# [HELP] Returning Velocity / Vivid to stock RUU



## LiMaaa (Apr 10, 2013)

Hi RootzWiki Community,

I was having an issue with hboot where it would lead to a screen with a phone image and a red triangle caution whenever i tried to enter recovery.
Since that issue I have used hansoon2000's all in one vivid toolkit to unlock the boot loader and flash TWRP 2.4 on my phone.

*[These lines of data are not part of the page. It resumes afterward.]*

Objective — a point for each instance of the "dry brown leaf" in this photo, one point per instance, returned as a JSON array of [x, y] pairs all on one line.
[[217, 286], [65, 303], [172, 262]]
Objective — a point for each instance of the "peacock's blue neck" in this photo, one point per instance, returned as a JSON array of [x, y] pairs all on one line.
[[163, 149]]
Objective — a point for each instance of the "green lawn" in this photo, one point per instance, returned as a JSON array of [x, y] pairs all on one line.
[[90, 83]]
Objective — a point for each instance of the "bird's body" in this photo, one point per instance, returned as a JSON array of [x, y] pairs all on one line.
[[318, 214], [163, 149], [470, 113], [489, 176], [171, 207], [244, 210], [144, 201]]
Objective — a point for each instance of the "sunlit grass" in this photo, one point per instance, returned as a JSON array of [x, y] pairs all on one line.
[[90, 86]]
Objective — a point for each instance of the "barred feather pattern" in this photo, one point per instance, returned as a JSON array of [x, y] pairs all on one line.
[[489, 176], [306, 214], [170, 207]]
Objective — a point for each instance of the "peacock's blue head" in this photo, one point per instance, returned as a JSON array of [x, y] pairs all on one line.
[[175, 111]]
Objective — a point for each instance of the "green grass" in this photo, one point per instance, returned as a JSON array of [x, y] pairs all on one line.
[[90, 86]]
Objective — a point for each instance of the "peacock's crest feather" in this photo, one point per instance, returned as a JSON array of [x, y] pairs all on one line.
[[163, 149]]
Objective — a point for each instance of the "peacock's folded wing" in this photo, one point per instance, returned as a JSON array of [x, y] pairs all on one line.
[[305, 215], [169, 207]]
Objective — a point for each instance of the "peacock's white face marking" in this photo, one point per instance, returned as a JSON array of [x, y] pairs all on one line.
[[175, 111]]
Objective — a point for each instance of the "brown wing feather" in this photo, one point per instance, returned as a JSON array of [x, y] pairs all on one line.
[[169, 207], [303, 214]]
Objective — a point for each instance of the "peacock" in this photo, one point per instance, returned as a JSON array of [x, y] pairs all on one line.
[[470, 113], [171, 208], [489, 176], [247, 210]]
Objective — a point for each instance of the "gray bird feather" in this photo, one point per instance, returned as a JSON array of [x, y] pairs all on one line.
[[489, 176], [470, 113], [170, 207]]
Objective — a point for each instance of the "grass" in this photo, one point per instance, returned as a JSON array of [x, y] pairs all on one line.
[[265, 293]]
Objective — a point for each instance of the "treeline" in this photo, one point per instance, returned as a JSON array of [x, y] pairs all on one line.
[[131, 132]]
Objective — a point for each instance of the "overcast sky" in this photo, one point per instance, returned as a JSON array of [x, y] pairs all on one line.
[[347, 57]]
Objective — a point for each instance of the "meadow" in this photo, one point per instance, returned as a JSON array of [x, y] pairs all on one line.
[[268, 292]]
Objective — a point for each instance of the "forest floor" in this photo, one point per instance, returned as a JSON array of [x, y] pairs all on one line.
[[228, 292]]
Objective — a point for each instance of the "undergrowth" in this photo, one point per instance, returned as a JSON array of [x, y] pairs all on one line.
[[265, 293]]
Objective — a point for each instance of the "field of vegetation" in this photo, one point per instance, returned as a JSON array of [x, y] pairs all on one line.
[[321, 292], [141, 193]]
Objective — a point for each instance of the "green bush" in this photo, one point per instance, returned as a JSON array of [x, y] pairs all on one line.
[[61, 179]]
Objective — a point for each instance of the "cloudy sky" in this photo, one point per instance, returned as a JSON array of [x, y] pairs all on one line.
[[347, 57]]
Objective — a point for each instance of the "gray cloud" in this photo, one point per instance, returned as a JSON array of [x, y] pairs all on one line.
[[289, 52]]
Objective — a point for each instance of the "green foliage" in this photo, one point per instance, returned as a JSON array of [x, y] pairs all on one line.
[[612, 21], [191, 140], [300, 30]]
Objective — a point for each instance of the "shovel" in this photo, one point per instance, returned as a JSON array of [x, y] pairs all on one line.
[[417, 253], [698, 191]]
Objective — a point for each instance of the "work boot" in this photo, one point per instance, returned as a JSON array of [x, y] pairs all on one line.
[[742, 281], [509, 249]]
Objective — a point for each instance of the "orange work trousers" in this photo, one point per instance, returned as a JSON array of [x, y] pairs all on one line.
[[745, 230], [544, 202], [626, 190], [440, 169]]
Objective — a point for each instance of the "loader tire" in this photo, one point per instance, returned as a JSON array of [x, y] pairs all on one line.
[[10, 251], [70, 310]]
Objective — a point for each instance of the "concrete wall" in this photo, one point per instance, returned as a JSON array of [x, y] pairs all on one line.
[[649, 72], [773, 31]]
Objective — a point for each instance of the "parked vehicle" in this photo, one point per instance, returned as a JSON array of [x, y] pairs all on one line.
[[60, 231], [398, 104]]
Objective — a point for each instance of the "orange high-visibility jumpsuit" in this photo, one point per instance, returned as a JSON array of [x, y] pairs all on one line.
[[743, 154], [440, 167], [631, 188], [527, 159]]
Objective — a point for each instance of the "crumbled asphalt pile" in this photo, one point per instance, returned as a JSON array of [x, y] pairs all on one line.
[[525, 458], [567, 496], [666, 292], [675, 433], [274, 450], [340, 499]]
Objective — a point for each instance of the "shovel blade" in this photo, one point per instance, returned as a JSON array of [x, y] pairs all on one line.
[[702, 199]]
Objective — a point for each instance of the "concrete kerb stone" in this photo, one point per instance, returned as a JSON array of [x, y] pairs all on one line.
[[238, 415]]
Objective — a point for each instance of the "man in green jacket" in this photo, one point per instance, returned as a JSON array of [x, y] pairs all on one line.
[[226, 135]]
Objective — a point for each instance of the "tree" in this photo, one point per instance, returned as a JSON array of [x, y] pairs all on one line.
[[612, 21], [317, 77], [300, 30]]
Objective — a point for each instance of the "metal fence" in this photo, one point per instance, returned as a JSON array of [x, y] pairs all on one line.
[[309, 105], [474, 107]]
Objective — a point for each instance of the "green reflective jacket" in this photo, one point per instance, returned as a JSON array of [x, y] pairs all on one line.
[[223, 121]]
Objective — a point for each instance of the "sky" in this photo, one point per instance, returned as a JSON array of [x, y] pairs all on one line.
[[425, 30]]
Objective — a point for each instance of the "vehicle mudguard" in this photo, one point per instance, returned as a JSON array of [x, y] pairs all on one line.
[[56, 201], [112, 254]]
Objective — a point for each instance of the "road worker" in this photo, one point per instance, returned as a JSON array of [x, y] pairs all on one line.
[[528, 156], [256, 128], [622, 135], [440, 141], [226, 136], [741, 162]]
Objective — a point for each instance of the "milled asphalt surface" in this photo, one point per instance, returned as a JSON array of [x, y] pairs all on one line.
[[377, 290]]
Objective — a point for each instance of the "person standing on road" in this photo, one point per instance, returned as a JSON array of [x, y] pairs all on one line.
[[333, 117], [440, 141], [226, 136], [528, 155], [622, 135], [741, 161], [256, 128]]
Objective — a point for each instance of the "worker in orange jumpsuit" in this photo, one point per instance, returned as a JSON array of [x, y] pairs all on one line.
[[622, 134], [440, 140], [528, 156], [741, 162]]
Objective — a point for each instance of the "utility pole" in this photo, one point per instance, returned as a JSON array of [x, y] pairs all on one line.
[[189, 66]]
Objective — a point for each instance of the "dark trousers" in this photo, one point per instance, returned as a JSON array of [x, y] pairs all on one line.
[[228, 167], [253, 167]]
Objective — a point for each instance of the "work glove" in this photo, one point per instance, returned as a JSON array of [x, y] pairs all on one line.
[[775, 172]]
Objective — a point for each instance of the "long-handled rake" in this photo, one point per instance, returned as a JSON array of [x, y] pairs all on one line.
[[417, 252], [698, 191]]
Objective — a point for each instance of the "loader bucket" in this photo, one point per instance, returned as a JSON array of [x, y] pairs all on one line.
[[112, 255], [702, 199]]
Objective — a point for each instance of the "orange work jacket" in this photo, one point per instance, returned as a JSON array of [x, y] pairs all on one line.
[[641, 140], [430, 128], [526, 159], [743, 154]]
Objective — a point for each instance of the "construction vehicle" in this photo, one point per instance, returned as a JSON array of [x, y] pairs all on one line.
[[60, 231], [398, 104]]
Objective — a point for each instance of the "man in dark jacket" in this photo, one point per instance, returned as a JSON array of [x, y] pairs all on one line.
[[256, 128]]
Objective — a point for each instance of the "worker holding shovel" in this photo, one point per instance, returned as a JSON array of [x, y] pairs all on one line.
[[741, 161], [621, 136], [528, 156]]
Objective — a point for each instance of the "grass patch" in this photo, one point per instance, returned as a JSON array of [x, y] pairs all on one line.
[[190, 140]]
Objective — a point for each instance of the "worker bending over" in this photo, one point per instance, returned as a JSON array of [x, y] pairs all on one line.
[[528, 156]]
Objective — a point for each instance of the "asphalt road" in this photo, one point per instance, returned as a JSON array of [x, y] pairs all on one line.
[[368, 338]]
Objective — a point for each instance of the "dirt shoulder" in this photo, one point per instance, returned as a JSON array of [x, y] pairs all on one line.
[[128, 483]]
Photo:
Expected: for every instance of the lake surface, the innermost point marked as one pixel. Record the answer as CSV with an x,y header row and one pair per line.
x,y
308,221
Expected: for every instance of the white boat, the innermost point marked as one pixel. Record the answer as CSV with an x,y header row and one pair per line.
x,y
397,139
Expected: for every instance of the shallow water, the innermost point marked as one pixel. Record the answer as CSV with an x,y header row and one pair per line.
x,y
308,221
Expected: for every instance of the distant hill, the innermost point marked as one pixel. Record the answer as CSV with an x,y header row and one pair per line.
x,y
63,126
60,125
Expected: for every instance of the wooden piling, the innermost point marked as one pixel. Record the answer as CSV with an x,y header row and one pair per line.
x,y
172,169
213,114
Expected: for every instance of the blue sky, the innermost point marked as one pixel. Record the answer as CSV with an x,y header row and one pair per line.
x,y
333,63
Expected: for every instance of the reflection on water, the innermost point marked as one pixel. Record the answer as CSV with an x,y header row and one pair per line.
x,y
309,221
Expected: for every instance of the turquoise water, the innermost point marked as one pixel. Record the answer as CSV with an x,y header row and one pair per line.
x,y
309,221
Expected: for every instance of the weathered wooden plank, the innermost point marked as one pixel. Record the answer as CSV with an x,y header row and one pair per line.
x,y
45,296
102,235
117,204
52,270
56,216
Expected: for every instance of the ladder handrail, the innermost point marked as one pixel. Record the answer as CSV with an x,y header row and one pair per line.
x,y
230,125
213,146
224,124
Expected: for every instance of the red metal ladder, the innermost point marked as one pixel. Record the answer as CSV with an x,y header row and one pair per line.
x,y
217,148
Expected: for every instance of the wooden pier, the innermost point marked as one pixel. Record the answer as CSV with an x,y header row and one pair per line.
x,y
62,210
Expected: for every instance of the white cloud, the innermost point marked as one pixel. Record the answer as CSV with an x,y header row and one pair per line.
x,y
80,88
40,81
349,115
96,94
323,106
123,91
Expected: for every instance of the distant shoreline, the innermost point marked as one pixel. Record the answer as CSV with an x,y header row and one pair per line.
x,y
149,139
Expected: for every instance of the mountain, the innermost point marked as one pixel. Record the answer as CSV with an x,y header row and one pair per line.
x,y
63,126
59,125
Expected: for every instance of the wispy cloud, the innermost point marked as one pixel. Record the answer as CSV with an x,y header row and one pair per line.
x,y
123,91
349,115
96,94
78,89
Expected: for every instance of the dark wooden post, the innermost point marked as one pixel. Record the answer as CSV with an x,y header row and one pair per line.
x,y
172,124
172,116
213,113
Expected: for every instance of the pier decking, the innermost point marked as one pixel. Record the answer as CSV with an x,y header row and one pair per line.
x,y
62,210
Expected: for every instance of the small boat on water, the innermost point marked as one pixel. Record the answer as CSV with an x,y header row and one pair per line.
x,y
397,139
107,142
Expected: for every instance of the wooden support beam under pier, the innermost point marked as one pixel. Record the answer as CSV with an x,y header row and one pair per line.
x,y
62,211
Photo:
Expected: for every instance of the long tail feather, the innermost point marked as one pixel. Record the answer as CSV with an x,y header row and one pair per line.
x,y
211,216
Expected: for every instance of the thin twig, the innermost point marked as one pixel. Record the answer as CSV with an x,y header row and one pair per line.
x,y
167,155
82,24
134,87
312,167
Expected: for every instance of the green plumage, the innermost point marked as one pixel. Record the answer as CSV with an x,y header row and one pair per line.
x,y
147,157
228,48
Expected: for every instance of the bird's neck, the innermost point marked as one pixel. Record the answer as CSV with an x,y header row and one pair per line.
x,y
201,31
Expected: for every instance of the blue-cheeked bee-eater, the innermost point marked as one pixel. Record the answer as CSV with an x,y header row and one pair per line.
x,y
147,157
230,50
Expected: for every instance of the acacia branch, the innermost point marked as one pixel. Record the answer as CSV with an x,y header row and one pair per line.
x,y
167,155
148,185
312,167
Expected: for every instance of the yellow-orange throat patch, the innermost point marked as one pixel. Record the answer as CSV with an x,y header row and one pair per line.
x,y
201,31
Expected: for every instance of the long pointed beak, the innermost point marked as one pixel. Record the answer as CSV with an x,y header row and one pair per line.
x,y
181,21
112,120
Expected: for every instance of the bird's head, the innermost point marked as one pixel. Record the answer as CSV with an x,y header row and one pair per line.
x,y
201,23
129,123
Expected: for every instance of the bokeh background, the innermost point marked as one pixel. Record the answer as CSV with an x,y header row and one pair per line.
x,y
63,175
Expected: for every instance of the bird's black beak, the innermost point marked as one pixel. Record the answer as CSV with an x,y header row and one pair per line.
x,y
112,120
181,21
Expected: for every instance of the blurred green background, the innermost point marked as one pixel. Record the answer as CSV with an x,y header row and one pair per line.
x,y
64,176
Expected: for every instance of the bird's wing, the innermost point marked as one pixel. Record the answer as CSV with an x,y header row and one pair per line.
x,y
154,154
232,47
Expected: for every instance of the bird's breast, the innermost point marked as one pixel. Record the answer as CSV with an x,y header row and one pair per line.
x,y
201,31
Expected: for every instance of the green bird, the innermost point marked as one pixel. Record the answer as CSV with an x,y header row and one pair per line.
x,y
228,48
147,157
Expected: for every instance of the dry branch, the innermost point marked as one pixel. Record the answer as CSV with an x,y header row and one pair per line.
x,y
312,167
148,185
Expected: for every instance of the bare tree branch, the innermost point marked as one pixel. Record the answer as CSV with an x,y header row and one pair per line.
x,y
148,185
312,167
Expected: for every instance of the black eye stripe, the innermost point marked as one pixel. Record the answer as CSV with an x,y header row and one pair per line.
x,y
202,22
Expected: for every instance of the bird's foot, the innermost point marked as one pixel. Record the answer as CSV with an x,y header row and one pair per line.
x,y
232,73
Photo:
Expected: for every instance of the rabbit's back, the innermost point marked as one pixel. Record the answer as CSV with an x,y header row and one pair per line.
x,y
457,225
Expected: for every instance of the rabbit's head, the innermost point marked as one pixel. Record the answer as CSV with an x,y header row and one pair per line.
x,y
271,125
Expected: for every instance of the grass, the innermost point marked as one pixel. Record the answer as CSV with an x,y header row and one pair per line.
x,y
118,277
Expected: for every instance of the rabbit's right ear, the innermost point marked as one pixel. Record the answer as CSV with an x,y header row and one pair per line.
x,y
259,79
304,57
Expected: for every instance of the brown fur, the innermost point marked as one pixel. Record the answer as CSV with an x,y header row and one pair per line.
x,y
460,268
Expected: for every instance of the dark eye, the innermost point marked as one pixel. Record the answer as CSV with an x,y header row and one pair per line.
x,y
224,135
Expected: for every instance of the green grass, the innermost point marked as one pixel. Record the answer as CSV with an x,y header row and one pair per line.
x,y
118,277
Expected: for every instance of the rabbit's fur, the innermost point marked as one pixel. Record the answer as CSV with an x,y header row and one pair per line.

Now using Twrp i am able to use recovery etc. I then attempted to continue using hansoon2000's all in one vivid toolkit to flash my Stock Velocity RUU back
onto my phone. I relocked the phone prior and attempted the flash which appeared to be working and then resulted in the following error:
*(remote: 90 hboot pre-update! please flush image again immediately)*

I am not sure what i am doing wrong, but i have a feeling the error is related to my hboot issue. I would just like to flash my Stock Telstra 4g velocity RUU
back onto my phone. Does anyone know how i can go about doing this?

*My Goals (simplified):

- Make HBOOT fully functional again / or recover it.
- Help to Flash my Stock RUU back onto my phone.
- Reset and make phone as if were stock, without these issues.*

Any help or advice would be absolutely amazing as this has been bothering me for days, and I have a partially unusable phone.


----------



## jtford (Jul 2, 2012)

Be sure it is the correct RUU.EXE. You should be able to simply put in download mode, connect pc and run the ruu. I'm curious. Keep us up to date.


----------